23 8월 2016 엔지니어링

Benchmarking REST client and transport client

By Daniel Mitterdorfer

With the release of Elasticsearch 5.0, we will add a Java REST client. It offers a lot of advantages compared to the transport client, especially looser coupling of your application to Elasticsearch: You just need the Elasticsearch Java REST client JAR and its dependencies on your application’s classpath which is much more lightweight. Also the REST API is much more stable than the transport client interface which needs to match exactly with your Elasticsearch version.
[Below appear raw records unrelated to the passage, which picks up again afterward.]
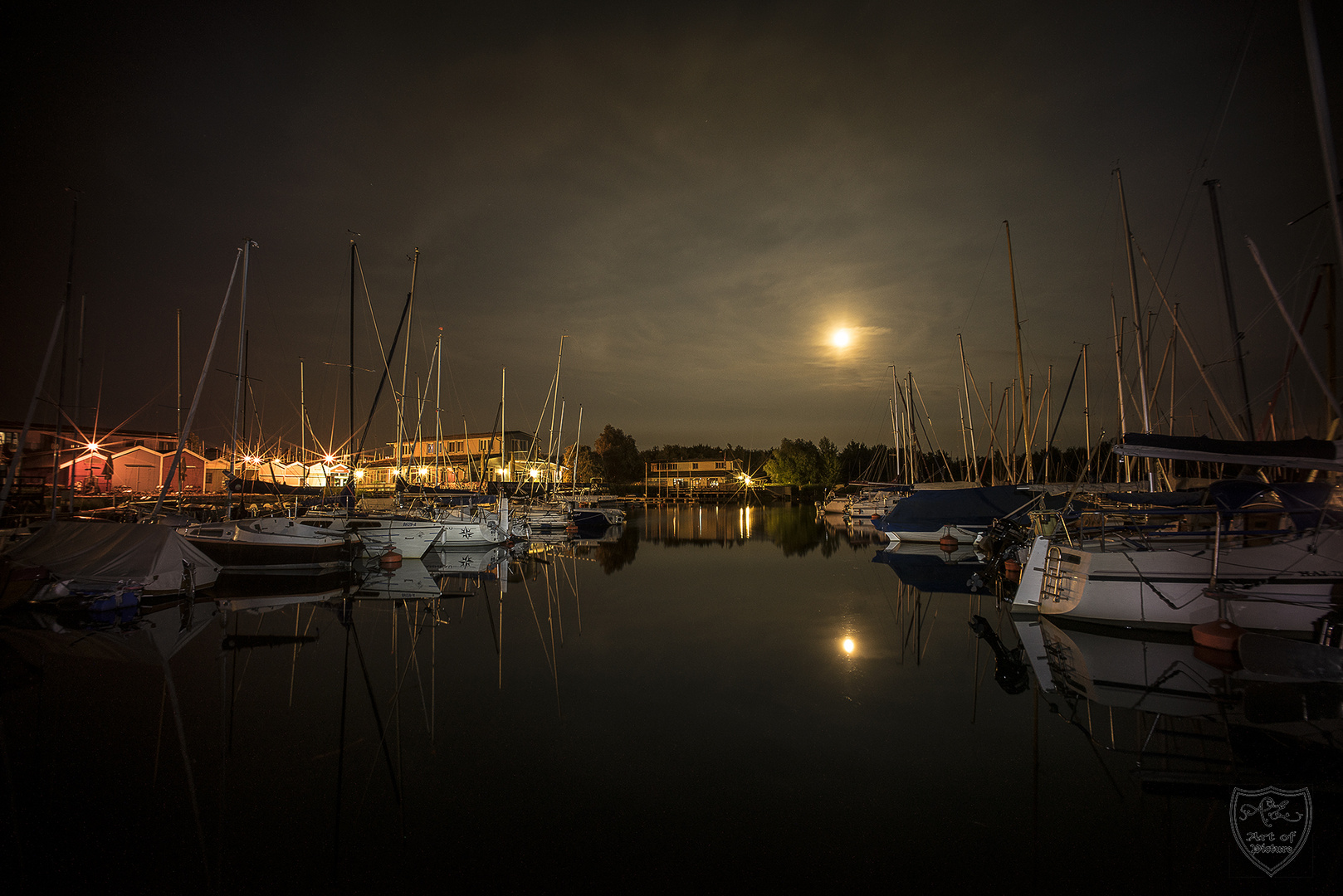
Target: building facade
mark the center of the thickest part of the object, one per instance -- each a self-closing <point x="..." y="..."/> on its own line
<point x="701" y="473"/>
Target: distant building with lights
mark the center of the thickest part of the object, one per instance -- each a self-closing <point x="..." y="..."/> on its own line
<point x="473" y="457"/>
<point x="121" y="462"/>
<point x="703" y="473"/>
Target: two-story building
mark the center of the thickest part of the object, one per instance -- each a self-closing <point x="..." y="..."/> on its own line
<point x="701" y="473"/>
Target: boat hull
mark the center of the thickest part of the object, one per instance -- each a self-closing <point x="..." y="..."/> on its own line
<point x="1286" y="586"/>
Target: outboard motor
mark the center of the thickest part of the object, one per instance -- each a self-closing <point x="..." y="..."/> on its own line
<point x="1010" y="670"/>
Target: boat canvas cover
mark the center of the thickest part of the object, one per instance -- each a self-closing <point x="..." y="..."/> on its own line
<point x="105" y="553"/>
<point x="930" y="511"/>
<point x="1306" y="455"/>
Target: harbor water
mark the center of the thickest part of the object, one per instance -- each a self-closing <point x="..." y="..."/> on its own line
<point x="717" y="698"/>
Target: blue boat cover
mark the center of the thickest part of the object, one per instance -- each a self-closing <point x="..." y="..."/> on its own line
<point x="975" y="507"/>
<point x="931" y="574"/>
<point x="1310" y="504"/>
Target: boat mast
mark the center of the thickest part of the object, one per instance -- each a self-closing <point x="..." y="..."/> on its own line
<point x="1021" y="370"/>
<point x="349" y="449"/>
<point x="1119" y="379"/>
<point x="1087" y="410"/>
<point x="32" y="409"/>
<point x="406" y="360"/>
<point x="1237" y="336"/>
<point x="559" y="449"/>
<point x="195" y="402"/>
<point x="438" y="414"/>
<point x="302" y="422"/>
<point x="1321" y="119"/>
<point x="1138" y="321"/>
<point x="238" y="387"/>
<point x="65" y="348"/>
<point x="965" y="382"/>
<point x="555" y="395"/>
<point x="578" y="440"/>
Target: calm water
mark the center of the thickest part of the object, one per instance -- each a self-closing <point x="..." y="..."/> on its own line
<point x="673" y="707"/>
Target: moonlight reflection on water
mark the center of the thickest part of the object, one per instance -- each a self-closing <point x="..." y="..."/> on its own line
<point x="661" y="705"/>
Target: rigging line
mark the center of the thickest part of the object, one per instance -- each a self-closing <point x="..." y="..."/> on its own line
<point x="382" y="353"/>
<point x="945" y="461"/>
<point x="1205" y="153"/>
<point x="982" y="275"/>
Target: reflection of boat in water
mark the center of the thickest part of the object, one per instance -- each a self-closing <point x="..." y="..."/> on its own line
<point x="261" y="592"/>
<point x="267" y="544"/>
<point x="410" y="581"/>
<point x="593" y="536"/>
<point x="1184" y="713"/>
<point x="465" y="561"/>
<point x="932" y="570"/>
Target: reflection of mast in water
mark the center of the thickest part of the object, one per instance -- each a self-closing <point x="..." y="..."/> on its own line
<point x="912" y="603"/>
<point x="699" y="524"/>
<point x="1186" y="715"/>
<point x="552" y="562"/>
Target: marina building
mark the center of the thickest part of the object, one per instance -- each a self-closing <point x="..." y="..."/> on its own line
<point x="701" y="473"/>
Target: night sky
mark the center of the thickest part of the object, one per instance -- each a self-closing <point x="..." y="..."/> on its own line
<point x="697" y="197"/>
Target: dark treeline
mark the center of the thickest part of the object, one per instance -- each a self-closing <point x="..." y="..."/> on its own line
<point x="617" y="457"/>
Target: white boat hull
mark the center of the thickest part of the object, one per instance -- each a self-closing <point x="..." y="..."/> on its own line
<point x="1286" y="586"/>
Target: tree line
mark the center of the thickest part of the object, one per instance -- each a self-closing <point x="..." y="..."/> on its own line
<point x="617" y="458"/>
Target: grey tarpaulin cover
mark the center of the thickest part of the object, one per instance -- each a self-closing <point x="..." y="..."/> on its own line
<point x="95" y="553"/>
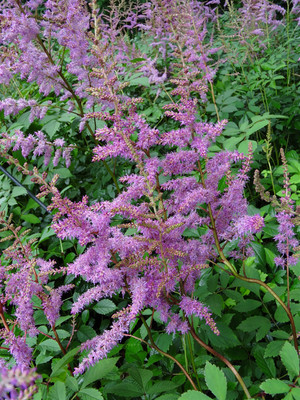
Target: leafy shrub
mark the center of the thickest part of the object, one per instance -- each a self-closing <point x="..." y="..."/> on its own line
<point x="140" y="135"/>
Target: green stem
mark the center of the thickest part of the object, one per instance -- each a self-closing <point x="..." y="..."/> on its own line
<point x="166" y="354"/>
<point x="222" y="358"/>
<point x="192" y="360"/>
<point x="244" y="278"/>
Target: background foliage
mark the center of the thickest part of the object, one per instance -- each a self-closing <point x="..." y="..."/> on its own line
<point x="248" y="60"/>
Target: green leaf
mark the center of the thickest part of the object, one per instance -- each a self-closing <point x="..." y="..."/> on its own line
<point x="256" y="323"/>
<point x="247" y="305"/>
<point x="193" y="395"/>
<point x="85" y="333"/>
<point x="66" y="359"/>
<point x="58" y="391"/>
<point x="267" y="365"/>
<point x="290" y="359"/>
<point x="18" y="191"/>
<point x="31" y="218"/>
<point x="244" y="146"/>
<point x="215" y="380"/>
<point x="273" y="348"/>
<point x="164" y="341"/>
<point x="104" y="307"/>
<point x="51" y="127"/>
<point x="50" y="345"/>
<point x="296" y="393"/>
<point x="226" y="339"/>
<point x="90" y="394"/>
<point x="274" y="386"/>
<point x="99" y="370"/>
<point x="141" y="376"/>
<point x="72" y="383"/>
<point x="126" y="389"/>
<point x="257" y="126"/>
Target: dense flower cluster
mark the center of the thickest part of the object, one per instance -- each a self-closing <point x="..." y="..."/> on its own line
<point x="17" y="384"/>
<point x="38" y="144"/>
<point x="23" y="276"/>
<point x="157" y="261"/>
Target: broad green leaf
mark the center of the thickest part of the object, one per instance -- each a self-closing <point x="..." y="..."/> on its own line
<point x="162" y="386"/>
<point x="267" y="365"/>
<point x="51" y="127"/>
<point x="257" y="126"/>
<point x="126" y="389"/>
<point x="143" y="81"/>
<point x="99" y="370"/>
<point x="164" y="341"/>
<point x="215" y="380"/>
<point x="90" y="394"/>
<point x="50" y="345"/>
<point x="296" y="393"/>
<point x="58" y="391"/>
<point x="226" y="339"/>
<point x="244" y="146"/>
<point x="274" y="386"/>
<point x="290" y="359"/>
<point x="193" y="395"/>
<point x="256" y="323"/>
<point x="46" y="233"/>
<point x="141" y="376"/>
<point x="85" y="333"/>
<point x="72" y="383"/>
<point x="66" y="359"/>
<point x="104" y="307"/>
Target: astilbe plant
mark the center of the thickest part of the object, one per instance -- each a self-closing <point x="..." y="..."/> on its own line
<point x="184" y="186"/>
<point x="24" y="276"/>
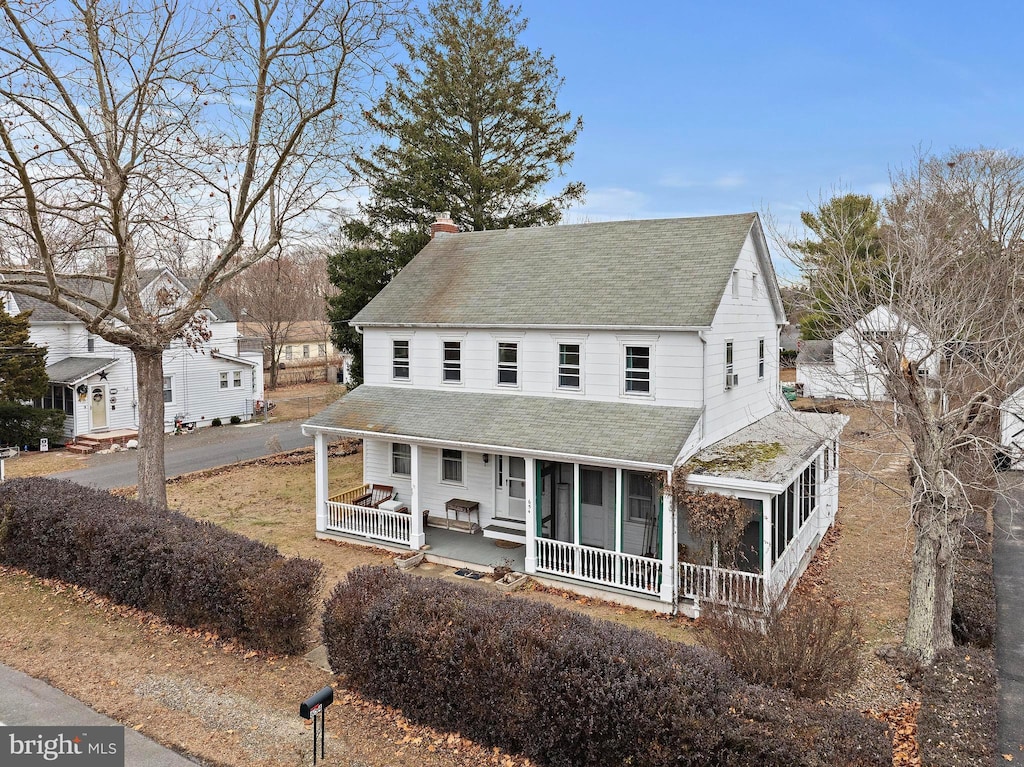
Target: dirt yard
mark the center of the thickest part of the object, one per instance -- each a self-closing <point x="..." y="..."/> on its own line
<point x="233" y="708"/>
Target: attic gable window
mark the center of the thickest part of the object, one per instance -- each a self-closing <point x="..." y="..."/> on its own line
<point x="399" y="359"/>
<point x="637" y="370"/>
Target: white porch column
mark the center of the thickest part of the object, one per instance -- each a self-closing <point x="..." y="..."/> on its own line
<point x="417" y="538"/>
<point x="320" y="479"/>
<point x="531" y="512"/>
<point x="669" y="555"/>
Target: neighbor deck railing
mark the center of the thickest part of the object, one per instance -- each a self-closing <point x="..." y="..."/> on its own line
<point x="599" y="566"/>
<point x="719" y="586"/>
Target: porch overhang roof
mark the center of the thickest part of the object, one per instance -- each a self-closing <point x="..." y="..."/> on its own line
<point x="637" y="434"/>
<point x="73" y="370"/>
<point x="767" y="453"/>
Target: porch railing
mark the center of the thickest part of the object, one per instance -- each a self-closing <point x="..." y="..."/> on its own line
<point x="719" y="586"/>
<point x="390" y="526"/>
<point x="599" y="566"/>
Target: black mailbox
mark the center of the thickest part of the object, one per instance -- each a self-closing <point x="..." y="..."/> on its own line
<point x="314" y="705"/>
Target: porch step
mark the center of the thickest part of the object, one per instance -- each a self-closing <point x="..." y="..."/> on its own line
<point x="503" y="533"/>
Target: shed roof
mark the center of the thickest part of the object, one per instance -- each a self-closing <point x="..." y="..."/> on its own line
<point x="650" y="435"/>
<point x="664" y="272"/>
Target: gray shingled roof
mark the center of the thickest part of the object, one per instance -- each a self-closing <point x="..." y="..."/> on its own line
<point x="617" y="431"/>
<point x="74" y="369"/>
<point x="798" y="435"/>
<point x="667" y="272"/>
<point x="815" y="352"/>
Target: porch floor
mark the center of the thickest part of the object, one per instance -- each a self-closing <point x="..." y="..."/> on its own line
<point x="462" y="548"/>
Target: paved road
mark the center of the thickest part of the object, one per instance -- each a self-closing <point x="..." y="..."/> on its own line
<point x="204" y="449"/>
<point x="25" y="700"/>
<point x="1008" y="563"/>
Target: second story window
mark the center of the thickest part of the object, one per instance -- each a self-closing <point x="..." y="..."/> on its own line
<point x="568" y="366"/>
<point x="399" y="360"/>
<point x="508" y="364"/>
<point x="637" y="370"/>
<point x="452" y="364"/>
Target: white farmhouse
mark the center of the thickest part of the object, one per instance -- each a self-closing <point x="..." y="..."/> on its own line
<point x="846" y="367"/>
<point x="544" y="388"/>
<point x="93" y="381"/>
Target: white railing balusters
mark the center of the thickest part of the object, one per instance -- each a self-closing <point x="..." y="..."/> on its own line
<point x="392" y="526"/>
<point x="599" y="566"/>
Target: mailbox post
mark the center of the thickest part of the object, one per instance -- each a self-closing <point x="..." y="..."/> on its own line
<point x="315" y="707"/>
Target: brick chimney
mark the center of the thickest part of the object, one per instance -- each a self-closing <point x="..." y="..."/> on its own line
<point x="443" y="224"/>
At Elastic we care a lot about performance and we also want to ensure that the new Java REST client is fast enough. So we compared the performance of the transport client against the Java REST client. All benchmarks use only a single client thread because we are mainly interested in what a single client can achieve. The main purpose of a multi-threaded benchmark would be to demonstrate the scalability (or lack thereof due to contention effects) and might be another interesting area we can look at.

For this benchmark we chose two typical operations: bulk indexing and search. As we want to benchmark the client, not the server, we use a “noop” Elasticsearch plugin that we have implemented specifically for benchmarking. It does nothing except accepting requests and sending corresponding responses. By using this plugin, we ensure that Elasticsearch does the minimal work that is needed to serve a request and put as much pressure as possible on the client.

We look at two key performance characteristics of both client implementations:

  • Throughput: How many operations per second can we achieve?
  • Latency: How long does one operation take?

We also measure latency at defined throughput levels. This means that we are not hitting Elasticsearch as hard as we can but the benchmark driver attempts to reach a specific throughput, called “target throughput”. The reason is that we want to measure whether and how latency changes under varying load. In addition to target throughput, we also look at the actually achieved throughput.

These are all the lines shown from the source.